Something cold and solid settled deep in Adrian's chest. It wasn't shock shock implied surprise, and there was nothing surprising about evil when you'd spent enough time studying its tax returns.

This was colder than that. A recognition, spreading through him like ice water in his veins, the way you recognize your own reflection in a funhouse mirror distorted, but undeniably there.

"So there's no mercy. No second chances. Just disposable labor and calculated profit margins."

Marcus nodded, the motion grim, final. "Welcome to Nexo's employee benefits program.

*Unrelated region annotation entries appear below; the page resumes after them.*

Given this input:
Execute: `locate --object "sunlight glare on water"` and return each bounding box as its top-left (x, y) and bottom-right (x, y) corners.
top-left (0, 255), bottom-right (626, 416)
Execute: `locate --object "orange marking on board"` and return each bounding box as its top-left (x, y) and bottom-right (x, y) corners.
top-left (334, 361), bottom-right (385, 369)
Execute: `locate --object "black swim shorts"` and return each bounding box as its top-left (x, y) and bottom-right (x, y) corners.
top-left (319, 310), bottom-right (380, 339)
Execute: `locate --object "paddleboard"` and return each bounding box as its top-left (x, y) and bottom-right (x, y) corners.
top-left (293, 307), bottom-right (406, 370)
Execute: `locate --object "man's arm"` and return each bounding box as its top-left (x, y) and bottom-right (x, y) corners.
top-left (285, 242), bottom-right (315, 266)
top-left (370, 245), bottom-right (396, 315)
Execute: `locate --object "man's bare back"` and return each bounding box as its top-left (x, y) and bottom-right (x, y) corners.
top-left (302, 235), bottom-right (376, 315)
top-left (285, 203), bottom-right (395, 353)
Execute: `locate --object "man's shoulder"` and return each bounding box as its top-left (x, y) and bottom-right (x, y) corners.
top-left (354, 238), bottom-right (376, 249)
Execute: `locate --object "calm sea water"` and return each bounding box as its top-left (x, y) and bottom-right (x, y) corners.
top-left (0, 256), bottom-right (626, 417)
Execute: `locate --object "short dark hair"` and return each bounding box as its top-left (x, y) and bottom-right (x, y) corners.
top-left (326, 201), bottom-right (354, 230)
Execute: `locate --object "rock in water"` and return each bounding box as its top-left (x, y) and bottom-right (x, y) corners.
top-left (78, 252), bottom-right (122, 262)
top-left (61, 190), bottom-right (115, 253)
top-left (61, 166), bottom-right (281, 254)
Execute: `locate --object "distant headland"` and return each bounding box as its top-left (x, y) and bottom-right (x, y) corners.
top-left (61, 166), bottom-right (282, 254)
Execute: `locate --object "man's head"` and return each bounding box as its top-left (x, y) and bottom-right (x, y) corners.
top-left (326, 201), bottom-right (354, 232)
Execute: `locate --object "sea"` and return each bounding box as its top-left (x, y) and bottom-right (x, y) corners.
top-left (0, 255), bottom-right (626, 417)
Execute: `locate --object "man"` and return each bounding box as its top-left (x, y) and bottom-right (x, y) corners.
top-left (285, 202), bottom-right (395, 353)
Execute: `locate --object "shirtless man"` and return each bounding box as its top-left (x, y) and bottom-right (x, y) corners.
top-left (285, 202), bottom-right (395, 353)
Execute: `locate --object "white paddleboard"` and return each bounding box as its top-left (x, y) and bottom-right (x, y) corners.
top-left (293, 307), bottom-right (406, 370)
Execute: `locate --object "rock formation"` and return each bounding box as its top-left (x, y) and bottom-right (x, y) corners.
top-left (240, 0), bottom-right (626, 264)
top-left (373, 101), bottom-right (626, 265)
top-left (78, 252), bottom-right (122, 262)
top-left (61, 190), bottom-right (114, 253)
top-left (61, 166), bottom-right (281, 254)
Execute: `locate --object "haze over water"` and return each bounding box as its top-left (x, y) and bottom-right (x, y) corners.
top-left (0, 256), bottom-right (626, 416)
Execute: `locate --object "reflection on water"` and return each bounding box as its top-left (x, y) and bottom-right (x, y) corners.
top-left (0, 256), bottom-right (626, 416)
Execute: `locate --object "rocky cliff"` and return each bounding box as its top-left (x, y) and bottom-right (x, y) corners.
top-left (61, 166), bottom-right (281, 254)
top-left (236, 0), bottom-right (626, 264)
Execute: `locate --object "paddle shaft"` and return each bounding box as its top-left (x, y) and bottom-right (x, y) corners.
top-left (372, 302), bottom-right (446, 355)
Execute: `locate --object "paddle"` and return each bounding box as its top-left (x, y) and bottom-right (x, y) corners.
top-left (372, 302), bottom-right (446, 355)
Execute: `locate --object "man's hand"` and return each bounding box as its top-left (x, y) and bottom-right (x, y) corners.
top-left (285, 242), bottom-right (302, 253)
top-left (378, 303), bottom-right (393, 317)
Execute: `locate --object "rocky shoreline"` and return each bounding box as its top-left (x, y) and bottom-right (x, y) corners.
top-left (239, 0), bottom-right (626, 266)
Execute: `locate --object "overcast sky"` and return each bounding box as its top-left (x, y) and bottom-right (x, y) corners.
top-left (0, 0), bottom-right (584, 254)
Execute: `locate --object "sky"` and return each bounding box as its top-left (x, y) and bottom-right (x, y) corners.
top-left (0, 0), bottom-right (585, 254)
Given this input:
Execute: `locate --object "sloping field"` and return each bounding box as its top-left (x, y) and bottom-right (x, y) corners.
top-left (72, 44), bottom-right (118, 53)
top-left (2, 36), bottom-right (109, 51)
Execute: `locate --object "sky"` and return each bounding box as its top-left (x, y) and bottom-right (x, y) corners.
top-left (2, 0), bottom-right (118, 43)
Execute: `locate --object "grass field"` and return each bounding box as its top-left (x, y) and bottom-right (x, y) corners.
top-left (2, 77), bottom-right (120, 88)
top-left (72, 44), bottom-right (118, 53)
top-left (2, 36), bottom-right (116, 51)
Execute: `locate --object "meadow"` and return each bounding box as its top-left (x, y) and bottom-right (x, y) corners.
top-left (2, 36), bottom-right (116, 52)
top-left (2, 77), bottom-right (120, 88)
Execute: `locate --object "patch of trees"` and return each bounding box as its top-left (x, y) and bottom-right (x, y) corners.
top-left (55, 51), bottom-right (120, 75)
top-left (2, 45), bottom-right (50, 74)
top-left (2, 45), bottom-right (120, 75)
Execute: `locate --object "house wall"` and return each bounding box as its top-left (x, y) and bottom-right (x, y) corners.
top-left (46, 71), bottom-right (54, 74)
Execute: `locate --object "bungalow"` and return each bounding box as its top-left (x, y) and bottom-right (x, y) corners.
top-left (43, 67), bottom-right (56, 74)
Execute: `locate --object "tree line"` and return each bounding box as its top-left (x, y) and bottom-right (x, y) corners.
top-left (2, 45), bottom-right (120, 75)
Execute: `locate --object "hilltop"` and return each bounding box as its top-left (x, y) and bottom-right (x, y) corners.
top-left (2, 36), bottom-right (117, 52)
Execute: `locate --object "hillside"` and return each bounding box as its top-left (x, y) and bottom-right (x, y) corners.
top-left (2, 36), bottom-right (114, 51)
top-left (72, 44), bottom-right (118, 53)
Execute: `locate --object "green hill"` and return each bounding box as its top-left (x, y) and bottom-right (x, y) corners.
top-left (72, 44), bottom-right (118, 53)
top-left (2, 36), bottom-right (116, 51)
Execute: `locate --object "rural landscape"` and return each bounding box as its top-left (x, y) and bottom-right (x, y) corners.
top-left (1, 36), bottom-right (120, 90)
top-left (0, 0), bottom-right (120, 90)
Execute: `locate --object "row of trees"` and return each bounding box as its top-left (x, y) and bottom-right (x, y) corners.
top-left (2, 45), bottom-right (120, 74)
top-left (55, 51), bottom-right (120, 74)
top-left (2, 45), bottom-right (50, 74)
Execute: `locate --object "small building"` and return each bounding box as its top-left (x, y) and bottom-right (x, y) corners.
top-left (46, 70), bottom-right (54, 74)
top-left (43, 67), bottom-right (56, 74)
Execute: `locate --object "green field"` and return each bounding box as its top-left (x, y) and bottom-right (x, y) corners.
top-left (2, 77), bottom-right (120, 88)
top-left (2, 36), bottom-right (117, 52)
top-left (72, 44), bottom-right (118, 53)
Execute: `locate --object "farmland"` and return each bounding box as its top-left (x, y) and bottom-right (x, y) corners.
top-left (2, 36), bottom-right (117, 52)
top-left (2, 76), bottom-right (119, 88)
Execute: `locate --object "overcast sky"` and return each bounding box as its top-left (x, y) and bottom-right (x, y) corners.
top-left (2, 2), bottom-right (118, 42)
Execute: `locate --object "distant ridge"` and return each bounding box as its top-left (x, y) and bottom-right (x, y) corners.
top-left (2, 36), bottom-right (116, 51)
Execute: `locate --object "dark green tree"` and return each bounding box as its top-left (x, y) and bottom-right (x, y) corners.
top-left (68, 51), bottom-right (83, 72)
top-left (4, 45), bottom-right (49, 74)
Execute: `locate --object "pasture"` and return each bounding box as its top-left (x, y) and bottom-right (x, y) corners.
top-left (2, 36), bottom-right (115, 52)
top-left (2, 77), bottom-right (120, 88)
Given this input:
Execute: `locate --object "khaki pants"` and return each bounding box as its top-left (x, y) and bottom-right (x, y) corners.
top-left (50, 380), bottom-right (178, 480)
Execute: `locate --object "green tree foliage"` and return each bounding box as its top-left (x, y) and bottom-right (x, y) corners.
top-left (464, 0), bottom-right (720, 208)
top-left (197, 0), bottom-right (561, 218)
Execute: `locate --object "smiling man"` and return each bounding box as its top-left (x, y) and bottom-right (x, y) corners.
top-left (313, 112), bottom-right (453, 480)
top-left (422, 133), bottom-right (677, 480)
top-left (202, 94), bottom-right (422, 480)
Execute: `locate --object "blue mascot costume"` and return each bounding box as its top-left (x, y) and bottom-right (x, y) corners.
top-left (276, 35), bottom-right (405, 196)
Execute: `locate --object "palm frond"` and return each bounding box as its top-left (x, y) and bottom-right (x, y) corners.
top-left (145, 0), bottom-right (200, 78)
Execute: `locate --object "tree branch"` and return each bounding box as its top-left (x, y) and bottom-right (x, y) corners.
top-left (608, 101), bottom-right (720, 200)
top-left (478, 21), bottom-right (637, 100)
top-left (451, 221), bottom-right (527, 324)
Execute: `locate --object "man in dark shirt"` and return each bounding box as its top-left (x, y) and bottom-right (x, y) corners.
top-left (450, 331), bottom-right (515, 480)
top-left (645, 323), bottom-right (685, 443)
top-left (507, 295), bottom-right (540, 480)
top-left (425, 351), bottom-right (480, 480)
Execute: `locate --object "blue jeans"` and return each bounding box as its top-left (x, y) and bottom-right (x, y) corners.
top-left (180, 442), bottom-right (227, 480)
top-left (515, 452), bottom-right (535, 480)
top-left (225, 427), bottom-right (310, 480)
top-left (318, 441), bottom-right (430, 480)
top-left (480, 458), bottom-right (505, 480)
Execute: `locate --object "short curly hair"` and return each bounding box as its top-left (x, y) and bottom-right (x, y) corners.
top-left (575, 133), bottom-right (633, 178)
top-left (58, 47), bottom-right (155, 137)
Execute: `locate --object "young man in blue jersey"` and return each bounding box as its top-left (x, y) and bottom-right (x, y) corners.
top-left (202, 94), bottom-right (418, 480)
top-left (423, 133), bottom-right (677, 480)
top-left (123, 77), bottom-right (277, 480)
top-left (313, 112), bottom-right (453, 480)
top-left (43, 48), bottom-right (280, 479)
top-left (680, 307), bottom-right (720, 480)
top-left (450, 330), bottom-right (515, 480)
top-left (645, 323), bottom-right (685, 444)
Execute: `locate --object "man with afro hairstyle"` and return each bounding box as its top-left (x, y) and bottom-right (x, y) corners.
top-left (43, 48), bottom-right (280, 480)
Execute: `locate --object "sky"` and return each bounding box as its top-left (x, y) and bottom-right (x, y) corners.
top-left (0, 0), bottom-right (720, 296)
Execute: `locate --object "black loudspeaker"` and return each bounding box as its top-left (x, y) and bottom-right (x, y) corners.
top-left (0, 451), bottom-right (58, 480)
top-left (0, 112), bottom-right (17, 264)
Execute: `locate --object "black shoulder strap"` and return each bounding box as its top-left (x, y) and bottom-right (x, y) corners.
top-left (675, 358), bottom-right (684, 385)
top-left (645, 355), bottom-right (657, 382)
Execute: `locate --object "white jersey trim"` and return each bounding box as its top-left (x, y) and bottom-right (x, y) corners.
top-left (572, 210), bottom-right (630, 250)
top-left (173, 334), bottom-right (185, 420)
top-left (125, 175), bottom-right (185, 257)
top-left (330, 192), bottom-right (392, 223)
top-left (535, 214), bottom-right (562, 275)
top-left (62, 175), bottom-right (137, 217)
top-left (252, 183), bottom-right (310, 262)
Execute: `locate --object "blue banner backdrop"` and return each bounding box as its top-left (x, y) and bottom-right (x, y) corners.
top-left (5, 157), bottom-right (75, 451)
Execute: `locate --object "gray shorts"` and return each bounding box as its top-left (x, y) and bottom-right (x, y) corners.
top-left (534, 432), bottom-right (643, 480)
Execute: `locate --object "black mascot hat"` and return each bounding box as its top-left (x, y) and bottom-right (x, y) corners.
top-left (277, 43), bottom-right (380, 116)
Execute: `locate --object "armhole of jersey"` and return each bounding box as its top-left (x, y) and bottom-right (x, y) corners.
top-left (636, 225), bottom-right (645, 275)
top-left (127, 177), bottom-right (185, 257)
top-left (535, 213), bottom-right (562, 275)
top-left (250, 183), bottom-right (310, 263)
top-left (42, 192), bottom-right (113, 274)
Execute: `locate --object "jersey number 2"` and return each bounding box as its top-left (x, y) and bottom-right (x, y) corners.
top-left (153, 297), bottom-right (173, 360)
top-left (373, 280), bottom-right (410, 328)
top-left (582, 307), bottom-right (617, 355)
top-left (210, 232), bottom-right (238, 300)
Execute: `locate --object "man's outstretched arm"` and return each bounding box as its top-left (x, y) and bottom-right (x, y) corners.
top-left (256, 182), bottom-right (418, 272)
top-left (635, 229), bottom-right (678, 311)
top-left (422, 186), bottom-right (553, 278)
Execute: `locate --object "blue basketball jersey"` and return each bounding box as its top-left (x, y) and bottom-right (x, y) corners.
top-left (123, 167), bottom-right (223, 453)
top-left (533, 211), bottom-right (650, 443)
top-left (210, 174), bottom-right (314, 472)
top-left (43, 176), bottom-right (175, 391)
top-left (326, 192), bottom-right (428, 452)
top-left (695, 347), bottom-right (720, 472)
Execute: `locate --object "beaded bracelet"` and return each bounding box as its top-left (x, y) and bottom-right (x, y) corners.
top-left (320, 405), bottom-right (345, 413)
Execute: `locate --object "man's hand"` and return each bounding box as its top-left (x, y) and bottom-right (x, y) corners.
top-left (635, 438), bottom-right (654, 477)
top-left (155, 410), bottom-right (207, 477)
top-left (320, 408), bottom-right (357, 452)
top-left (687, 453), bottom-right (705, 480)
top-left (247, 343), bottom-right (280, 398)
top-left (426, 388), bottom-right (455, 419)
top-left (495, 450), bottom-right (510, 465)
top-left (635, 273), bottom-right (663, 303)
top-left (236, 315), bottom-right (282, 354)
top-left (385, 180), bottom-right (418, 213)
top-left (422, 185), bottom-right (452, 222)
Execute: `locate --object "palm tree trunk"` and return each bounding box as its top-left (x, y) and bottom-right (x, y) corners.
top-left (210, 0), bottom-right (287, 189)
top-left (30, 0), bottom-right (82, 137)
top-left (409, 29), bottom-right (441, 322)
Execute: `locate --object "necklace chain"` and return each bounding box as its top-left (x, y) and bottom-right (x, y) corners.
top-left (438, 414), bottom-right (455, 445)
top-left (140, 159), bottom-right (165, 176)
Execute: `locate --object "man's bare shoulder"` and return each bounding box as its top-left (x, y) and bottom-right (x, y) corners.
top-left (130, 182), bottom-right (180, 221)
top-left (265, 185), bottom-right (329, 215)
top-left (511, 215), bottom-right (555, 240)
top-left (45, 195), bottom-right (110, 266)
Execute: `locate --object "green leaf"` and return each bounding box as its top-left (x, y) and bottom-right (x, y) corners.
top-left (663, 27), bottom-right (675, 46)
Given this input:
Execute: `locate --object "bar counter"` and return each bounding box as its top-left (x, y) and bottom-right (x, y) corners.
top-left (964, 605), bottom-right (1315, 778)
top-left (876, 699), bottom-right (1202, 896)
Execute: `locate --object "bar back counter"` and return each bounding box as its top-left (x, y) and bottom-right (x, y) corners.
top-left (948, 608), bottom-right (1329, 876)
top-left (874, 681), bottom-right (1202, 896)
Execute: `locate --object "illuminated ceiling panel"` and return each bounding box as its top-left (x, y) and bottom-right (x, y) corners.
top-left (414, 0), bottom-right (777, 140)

The dental coverage is also terrible."

Adrian turned the page. Part of him a small, increasingly irrelevant part wanted to stop. To close the folder and pretend he'd never seen it, maybe go get a coffee and contemplate a career change.

Accounting, maybe.

Something with less existential horror and more spreadsheets.

But he couldn't afford ignorance. Not now. Ignorance was a luxury that got people ground into paste under corporate boots.

Also, he was terrible at math.

[SECTION: PROJECT ASCENDANT — ENHANCEMENT SERUM PROGRAM]

Stated Objective: Transform the human body into an optimized soldier platform, operating beyond natural physiological limitations. You know, like a comic book, but with more organ failure.

Mechanism: Forced cellular overclocking resulting in rapid, uncontrolled growth of muscle tissue and neural system enhancement. Think of it like overclocking your computer, except the computer is a human being and when it crashes, it screams.

Casualty Rate: 99.7% (effective survival probability: 0.03%)

Documented Results:

Catastrophic Collapse: Subjects experience massive internal hemorrhaging, cardiac rupture, multi-organ failure. Death typically occurs within 3-6 hours of injection. Subjects often express regret during this period. We do not listen.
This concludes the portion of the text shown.